Bohuslav MARTINŮ (1890 - 1959)
Complete Piano Music - Volume 7
A Fairy-Tale of Goldilocks (1910) [14:11]
From Andersen’s Fairy-Tales (1912) [17:36]
Ballade, Chopin’s Last Chords (1912) [3:20]
Merry Christmas 1941 (1941) [3:42]
The Little Lullaby (1919) [3:21]
La Danse (1929) [1:02]
Le train hanté (1937) [2:57]
Prélude (1921) [1:25]
Foxtrot narozerný na růžku (1920) [1:16]
Jaro (The Spring) (1921) [2:53]
Children’s Pieces (1932) [1:58]
Avec un doigt [00:41]
Giorgio Koukl (piano)
Chiara Solari (third hand in Avec un doigt)
rec. 7 April 2008, Conservatorio di Lugano, Switzerland. DDD
NAXOS 8.572025 [54:52]
The seventh volume in Koukl’s mammoth survey of the complete piano music of Bohuslav Martinů brings forward a wide range of music, covering the first half of the composer’s career. The two fairy tale suites show nothing we don’t already know about the young Martinu, except that the first movement of the From Andersen’s Fairy-Tales could almost be some modern day pop ballad, so easy-going and simple is the music. There’s nothing here to raise the temperature of your blood, in the way that the Fantasy and Toccata does, but these are lovely miniatures - if, at times, a trifle heavy-handed in their compositional execution. They are well deserving of a hearing, though quite how often one will come back to them is debatable.
Ballade, Chopin’s Last Chords is a tough piece, which exists without recourse to smiles! It’s all so serious, and so like what has preceded it that it could be another movement of that piece so similar is the music. Merry Christmas 1941 comes from Martinů’s maturity, written in New York, and it’s relaxed and full of humour. The Little Lullaby if not, perhaps, exactly subtle - I cannot imagine this putting anyone to sleep, especially the animated middle section - has an endearing tune and it is worked out quite nicely. La Danse is an example of very laboured jazz, Le train hanté is a piece in motor rhythm and the Foxtrot narozerný na růžku is an obvious music-hall type of piece. All three works are clearly of their time and are most enjoyable sidelights on the work of Les Six. Prélude is a chordal study with the sound of bells - it might just remind you, in a passing moment, of the Grand Gate at Kiev from Pictures at an Exhibition.
Suddenly, with The Spring we enter a new sound-world. This could be Delius in places, and impressionistic Debussy at times, but there is the firm stamp of an original mind at work.

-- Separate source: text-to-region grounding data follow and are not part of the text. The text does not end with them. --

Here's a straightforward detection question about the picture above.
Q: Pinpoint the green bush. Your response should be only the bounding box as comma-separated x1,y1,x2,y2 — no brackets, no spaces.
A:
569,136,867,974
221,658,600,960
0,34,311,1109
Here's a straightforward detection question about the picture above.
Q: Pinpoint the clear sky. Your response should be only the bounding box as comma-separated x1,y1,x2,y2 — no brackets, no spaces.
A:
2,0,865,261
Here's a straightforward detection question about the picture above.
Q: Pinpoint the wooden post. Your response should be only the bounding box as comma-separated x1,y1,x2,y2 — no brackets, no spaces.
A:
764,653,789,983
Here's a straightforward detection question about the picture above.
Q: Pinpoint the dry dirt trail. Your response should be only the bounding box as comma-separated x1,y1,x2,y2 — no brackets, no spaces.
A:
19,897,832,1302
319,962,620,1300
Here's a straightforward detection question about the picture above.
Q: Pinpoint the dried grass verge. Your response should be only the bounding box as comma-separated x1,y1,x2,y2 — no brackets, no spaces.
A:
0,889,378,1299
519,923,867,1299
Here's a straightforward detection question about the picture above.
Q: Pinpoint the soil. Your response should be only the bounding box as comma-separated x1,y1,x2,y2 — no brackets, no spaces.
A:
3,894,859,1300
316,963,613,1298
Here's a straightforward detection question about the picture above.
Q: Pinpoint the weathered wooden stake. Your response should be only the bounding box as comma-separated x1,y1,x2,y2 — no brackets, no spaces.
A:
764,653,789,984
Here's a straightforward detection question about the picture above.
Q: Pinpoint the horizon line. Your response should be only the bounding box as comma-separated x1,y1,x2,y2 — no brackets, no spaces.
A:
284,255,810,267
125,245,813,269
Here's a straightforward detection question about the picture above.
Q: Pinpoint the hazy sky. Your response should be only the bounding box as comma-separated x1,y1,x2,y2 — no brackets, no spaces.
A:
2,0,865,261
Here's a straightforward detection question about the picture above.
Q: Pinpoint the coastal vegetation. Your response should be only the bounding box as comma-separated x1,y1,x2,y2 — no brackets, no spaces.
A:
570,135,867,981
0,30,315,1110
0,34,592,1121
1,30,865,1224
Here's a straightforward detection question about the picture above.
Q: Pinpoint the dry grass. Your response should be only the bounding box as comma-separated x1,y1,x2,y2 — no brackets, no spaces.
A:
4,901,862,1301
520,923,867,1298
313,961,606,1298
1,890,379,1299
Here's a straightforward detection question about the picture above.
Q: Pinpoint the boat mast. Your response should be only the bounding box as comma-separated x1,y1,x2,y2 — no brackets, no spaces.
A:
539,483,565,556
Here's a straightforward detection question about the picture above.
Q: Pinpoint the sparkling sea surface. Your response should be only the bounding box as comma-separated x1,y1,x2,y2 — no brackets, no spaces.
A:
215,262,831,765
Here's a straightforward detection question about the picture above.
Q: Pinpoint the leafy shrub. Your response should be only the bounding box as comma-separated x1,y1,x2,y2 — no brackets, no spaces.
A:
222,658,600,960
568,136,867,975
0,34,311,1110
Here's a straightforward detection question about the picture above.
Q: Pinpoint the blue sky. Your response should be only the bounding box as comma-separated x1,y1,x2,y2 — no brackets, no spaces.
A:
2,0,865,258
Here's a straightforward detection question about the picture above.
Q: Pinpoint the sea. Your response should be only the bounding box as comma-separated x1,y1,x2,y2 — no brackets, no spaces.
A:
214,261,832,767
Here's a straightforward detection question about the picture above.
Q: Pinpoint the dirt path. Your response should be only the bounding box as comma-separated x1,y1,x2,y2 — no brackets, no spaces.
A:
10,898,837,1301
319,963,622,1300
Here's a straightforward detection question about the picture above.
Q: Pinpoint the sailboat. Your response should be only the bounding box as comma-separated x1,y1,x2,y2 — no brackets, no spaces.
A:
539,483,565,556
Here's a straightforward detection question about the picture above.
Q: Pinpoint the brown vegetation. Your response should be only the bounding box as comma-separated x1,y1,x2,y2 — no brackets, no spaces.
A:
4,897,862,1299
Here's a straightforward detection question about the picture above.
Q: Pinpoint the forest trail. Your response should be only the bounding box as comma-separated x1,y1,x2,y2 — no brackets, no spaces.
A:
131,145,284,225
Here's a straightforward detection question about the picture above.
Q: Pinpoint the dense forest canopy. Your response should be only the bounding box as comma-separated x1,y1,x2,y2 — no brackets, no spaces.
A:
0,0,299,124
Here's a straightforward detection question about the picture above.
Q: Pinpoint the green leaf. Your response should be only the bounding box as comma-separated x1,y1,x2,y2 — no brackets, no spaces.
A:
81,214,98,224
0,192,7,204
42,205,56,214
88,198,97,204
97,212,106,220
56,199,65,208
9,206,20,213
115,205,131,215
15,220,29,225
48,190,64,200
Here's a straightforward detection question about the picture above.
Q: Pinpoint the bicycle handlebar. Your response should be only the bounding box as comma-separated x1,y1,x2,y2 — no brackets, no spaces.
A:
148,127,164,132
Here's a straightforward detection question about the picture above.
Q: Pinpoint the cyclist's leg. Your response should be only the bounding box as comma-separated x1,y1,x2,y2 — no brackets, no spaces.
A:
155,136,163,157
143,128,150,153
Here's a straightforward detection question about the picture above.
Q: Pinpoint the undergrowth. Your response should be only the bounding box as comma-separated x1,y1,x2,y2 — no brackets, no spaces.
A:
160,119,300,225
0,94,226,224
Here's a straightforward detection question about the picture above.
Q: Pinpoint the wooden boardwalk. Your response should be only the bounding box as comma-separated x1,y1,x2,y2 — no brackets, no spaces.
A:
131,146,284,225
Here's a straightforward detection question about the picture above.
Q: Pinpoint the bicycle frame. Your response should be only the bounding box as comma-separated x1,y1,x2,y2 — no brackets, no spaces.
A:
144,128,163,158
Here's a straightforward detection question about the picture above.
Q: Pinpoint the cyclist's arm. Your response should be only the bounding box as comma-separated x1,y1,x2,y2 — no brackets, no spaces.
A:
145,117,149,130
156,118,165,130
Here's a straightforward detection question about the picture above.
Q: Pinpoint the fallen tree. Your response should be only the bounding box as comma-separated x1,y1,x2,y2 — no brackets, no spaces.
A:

This is a most pleasing work. The four Children’s Pieces certainly don’t waste any time, the longest is 39 seconds, the shortest 21! And the final Avec un doigt - in which Mrs Koukl plays the important one finger part - is a real hoot which brings this collection to a riotous close.
To be sure, there are no masterworks here, and the two suites which start the collection are rather hard work, but the miniatures are totally delightful. In the long run this is one for die-hard Martinů fans. I cannot imagine anybody else actually having any interest in these pieces. Those who want to investigate this composer would do much better to go to one of the first four volumes where there’s more consistent and original works. But I am all for more Martinů on disk so to all those who, like me, are crazy about Martinů, this will not disappoint.